La liberté d’action du chef de l’État ainsi préservée, s’accompagnera d’une stratégie déclaratoire. Afin de signalement stratégique, la manœuvre doit être pensée et présentée dans son ensemble, des premiers mouvements conventionnels, au renforcement de la posture nucléaire, en amont et pendant la crise, en s’assurant de « l’emboîtement » parfait des deux manœuvres conventionnelle et nucléaire. La cohérence de cet emboîtement renforcera les effets produits sur l’adversaire, et notre détermination ainsi comprise limitera la portée de la crise.
Illustrations de l’épaulement par des scénarios
Le nouveau contexte stratégique fait ressortir un retour des rapports de force entre États. Les intérêts nationaux pourraient être visés sous des formes directes (fait accompli) ou indirectes (stratégies hybrides). En partant des « trois cercles » de Poirier (33) (« la France, l’Europe-zone de marches le long de nos frontières continentales et maritimes, le reste du monde où la France a des intérêts importants »), quel épaulement permettrait de répondre aux menaces de « l’après-24 février » ?

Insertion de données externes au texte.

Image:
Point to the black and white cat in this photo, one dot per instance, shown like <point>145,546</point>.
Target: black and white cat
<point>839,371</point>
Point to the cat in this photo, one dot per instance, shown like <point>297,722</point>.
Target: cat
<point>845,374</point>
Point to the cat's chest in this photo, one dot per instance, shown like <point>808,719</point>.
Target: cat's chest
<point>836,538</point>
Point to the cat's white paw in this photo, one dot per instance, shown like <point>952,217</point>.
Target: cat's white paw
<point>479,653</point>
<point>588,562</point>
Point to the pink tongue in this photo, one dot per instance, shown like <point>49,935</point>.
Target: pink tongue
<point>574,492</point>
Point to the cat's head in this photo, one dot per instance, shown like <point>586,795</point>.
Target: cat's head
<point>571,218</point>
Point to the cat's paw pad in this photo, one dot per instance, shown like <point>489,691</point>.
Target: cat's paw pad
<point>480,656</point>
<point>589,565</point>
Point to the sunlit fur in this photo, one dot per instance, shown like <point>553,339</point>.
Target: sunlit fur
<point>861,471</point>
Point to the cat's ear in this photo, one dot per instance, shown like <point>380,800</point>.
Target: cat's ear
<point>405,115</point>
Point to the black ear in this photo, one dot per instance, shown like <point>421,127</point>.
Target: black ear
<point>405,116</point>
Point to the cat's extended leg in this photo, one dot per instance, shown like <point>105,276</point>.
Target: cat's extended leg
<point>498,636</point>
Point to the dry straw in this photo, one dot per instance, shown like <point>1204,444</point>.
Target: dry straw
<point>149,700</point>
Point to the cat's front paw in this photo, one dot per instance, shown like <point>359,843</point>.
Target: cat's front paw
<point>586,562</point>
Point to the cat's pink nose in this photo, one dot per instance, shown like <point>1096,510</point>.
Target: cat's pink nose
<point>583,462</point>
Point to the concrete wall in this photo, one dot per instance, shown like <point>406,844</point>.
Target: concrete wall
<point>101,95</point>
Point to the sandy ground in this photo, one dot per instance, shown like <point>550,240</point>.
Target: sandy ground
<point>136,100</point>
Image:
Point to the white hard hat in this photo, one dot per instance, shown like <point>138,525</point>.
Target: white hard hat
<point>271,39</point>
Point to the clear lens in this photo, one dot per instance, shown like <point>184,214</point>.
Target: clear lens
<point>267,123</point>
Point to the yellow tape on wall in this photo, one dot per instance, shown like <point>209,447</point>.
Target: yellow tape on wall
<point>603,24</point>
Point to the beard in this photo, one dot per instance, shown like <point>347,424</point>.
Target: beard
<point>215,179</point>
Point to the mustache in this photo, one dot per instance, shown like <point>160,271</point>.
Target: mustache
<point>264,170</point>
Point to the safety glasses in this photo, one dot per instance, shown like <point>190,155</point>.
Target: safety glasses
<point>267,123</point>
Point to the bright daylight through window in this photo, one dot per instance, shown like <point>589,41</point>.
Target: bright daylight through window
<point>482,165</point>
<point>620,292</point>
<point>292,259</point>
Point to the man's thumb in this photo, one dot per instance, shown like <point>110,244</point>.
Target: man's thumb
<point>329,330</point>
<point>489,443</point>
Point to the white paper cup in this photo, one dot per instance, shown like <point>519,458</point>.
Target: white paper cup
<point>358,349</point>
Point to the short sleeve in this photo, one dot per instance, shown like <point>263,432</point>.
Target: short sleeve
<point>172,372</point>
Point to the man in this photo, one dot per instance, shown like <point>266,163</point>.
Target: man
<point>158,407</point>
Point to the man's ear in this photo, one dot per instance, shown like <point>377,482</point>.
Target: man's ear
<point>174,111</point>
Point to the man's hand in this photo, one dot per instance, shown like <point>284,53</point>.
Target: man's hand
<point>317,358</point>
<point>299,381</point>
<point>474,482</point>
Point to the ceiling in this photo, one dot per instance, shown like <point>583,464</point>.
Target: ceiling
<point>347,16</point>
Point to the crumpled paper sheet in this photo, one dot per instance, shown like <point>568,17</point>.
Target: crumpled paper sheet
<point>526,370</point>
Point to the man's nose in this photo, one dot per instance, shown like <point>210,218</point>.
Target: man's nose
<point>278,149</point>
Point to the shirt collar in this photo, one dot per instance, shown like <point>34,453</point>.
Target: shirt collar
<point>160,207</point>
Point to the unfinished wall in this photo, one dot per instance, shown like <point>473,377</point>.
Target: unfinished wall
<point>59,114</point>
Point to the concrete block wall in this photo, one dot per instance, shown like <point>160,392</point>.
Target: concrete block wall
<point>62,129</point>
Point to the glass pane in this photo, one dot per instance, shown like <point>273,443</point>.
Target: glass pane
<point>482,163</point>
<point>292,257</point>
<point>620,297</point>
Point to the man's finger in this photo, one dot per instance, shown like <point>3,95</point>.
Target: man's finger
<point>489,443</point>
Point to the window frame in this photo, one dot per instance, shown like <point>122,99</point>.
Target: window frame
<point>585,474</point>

Scénario 1 : forces conventionnelles en appui des forces nucléaires dans un scénario du fort au fort ou du faible au fort
Des menaces provenant d’un État sous forme déclaratoire (par exemple, menaces de frappes balistiques conventionnelles), des manœuvres agressives aux abords de nos approches maritimes et aériennes (accrochages d’un bâtiment de la Marine nationale et/ou d’un de nos avions), des tentatives de déstabilisation des organes essentiels de la Nation peuvent constituer les ingrédients d’un scénario qui appellerait une réponse dissuasive continue. La détermination de la France à ne pas céder face à toute forme d’intimidation, nécessite d’être rappelée en amont et pendant la crise : la manœuvre conventionnelle visera à renseigner, adapter le dispositif défensif, conserver la capacité à répondre en légitime défense, s’opposer aux actions qui ne justifient pas une réponse nucléaire. En parallèle, les forces conventionnelles devront également sécuriser les moyens nucléaires dont la posture sera logiquement adaptée.

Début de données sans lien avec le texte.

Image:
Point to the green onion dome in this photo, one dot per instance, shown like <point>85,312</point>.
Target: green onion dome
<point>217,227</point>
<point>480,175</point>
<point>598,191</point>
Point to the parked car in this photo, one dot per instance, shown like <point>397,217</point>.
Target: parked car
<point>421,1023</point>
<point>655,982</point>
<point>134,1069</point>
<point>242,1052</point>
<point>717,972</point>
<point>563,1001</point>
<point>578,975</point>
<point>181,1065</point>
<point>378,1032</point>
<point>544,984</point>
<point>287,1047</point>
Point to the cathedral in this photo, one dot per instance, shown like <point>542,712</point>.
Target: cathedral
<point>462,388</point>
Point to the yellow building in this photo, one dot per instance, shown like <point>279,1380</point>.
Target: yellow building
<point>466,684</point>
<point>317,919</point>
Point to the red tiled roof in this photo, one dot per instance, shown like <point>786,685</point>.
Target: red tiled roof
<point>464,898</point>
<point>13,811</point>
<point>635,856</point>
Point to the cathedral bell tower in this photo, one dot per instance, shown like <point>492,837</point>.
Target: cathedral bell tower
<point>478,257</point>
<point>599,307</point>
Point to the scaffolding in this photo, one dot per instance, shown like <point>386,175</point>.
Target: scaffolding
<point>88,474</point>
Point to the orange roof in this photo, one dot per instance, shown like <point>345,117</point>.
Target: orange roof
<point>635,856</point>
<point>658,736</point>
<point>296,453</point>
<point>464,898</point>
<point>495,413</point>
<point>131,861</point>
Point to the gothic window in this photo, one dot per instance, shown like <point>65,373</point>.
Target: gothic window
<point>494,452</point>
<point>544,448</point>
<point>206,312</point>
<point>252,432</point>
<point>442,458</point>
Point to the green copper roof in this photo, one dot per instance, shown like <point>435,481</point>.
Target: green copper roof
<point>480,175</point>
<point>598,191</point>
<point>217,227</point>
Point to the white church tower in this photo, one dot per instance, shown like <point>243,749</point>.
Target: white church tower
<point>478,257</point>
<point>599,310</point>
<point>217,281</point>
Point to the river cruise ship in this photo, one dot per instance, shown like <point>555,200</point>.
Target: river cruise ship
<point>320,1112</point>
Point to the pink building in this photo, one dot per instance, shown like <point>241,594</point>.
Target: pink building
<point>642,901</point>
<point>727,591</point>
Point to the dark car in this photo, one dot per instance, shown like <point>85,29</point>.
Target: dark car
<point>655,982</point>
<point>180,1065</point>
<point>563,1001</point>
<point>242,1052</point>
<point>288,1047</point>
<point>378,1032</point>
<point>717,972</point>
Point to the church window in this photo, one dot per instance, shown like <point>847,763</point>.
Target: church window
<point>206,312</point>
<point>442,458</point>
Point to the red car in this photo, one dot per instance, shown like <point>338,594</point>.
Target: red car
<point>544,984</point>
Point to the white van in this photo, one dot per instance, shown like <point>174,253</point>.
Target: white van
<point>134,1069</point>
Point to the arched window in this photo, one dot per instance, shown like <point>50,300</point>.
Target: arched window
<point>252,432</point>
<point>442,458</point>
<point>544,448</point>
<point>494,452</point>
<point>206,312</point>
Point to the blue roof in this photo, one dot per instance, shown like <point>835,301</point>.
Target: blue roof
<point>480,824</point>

Face à ce type de menaces, en métropole comme dans nos territoires d’outre-mer, des moyens défensifs conventionnels seront sollicités. En métropole, dans ce dialogue « du fort au fort », les plans de défense du territoire seraient activés (Plans de défense maritime du territoire ou PDMT, Plans militaires de défense aérienne ou PMDA, ainsi que la DOT) pour faire obstacle à la volonté escalatoire d’un adversaire déterminé. L’actualisation de ces plans doit garantir que les moyens et leur niveau de préparation sont ajustés à la menace. Dans les outre-mer, l’adversaire pourrait douter de la mise en application de la stratégie détaillée dans le Rapport annexé de la LPM 2024-2030 (34). Les prépositionnements et la réactivité de projection de capacités conventionnelles pourraient s’avérer déterminants pour détecter l’intention, freiner les premières actions ou enfin s’opposer au fait accompli.
Scénario 2 : l’épaulement dans la défense collective
Alors que la France fait le choix d’une discontinuité entre ses moyens conventionnels et nucléaires, la guerre en Ukraine et plus globalement l’engagement accru dans la défense collective au sein de l’Otan incitent à mieux coordonner des actions et manœuvres jusqu’à présent découplées (déploiement, entraînement et manœuvres de forces conventionnelles en Europe, posture de dissuasion). Cette démarche ne consiste pas pour autant à rejoindre les concepts de dissuasion « intégrée » de nos alliés, contraires au modèle français (35). Reconsidérer ce découplage permettra aux forces françaises engagées dans des dispositifs de réassurance sur le flanc Est de s’approprier la singularité de leur rôle dans cette manœuvre de « dissuasion » globale. Provenant d’un État doté, les forces conventionnelles engagées se singularisent des forces des nations non dotées en faisant porter un dilemme de nature nucléaire à l’adversaire. L’Estonie a encouragé le déploiement de troupes britanniques et françaises sur son sol pour cette raison.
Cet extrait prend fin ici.